Abstract

Intravenous contrast poses challenges to computed tomography (CT) muscle density analysis. We developed and tested corrections for contrast-enhanced CT muscle density to improve muscle analysis and the utility of CT scans for the assessment of myosteatosis. Using retrospective images from 240 adults who received routine abdominal CT imaging from March to November 2020 with weight-based iodine contrast, we obtained paraspinal muscle density measurements from noncontrast (NC), arterial, and venous-phase images.
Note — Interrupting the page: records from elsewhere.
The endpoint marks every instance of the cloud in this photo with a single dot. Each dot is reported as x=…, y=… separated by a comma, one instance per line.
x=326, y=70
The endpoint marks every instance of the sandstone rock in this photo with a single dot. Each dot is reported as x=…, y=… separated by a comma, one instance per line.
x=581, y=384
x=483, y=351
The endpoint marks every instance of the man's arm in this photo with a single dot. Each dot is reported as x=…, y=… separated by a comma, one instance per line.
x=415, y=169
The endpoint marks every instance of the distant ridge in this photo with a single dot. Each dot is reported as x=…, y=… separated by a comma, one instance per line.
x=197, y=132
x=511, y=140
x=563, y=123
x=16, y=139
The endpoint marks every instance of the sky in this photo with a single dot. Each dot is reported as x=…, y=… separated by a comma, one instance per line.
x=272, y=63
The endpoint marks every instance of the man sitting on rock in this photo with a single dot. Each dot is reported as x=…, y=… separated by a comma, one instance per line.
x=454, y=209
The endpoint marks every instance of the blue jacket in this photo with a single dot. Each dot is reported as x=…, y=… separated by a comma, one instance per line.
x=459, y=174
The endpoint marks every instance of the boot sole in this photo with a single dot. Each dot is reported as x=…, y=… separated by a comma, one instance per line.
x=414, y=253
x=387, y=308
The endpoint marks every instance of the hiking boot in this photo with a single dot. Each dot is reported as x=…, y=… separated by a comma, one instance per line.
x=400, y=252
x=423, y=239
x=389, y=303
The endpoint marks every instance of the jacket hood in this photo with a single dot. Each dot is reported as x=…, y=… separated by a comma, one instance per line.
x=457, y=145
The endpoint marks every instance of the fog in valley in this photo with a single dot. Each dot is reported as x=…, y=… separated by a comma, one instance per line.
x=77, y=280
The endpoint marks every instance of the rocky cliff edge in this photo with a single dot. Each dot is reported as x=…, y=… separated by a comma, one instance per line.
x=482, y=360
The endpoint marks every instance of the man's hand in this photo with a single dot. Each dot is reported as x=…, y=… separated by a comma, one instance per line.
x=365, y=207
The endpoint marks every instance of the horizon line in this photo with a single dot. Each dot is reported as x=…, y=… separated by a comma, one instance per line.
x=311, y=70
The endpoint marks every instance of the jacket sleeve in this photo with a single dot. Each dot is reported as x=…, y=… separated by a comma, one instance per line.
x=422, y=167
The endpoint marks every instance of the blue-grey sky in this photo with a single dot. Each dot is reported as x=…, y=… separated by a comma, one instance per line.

We used a calibration sample to develop 9 different mean and regression-based corrections for the effect of contrast. We applied the corrections in a validation sample and conducted equivalence testing. We evaluated 140 patients (mean age 52.0y [SD: 18.3]; 60% female) in the calibration sample and 100 patients (mean age 54.8y [SD: 18.9]; 60% female) in the validation sample. Contrast-enhanced muscle density was higher than NC by 8.6HU (SD: 6.2) for the arterial phase (female, 10.4HU [SD: 5.7]; male, 6.0HU [SD:6.0]) and by 6.4HU [SD:8.1] for the venous phase (female, 8.0HU [SD: 8.6]; male, 4.0HU [SD: 6.6]). Corrected contrast-enhanced and NC muscle density was equivalent within 3HU for all correctionns. The -7.5HU correction, independent of sex and phase, performed well for arterial (95% CI: -0.18, 1.80HU) and venous-phase data (95% CI: -0.88, 1.41HU). Our validated correction factor of -7.5HU renders contrast-enhanced muscle density statistically similar to NC density and is a feasible rule-of-thumb for clinicians to implement.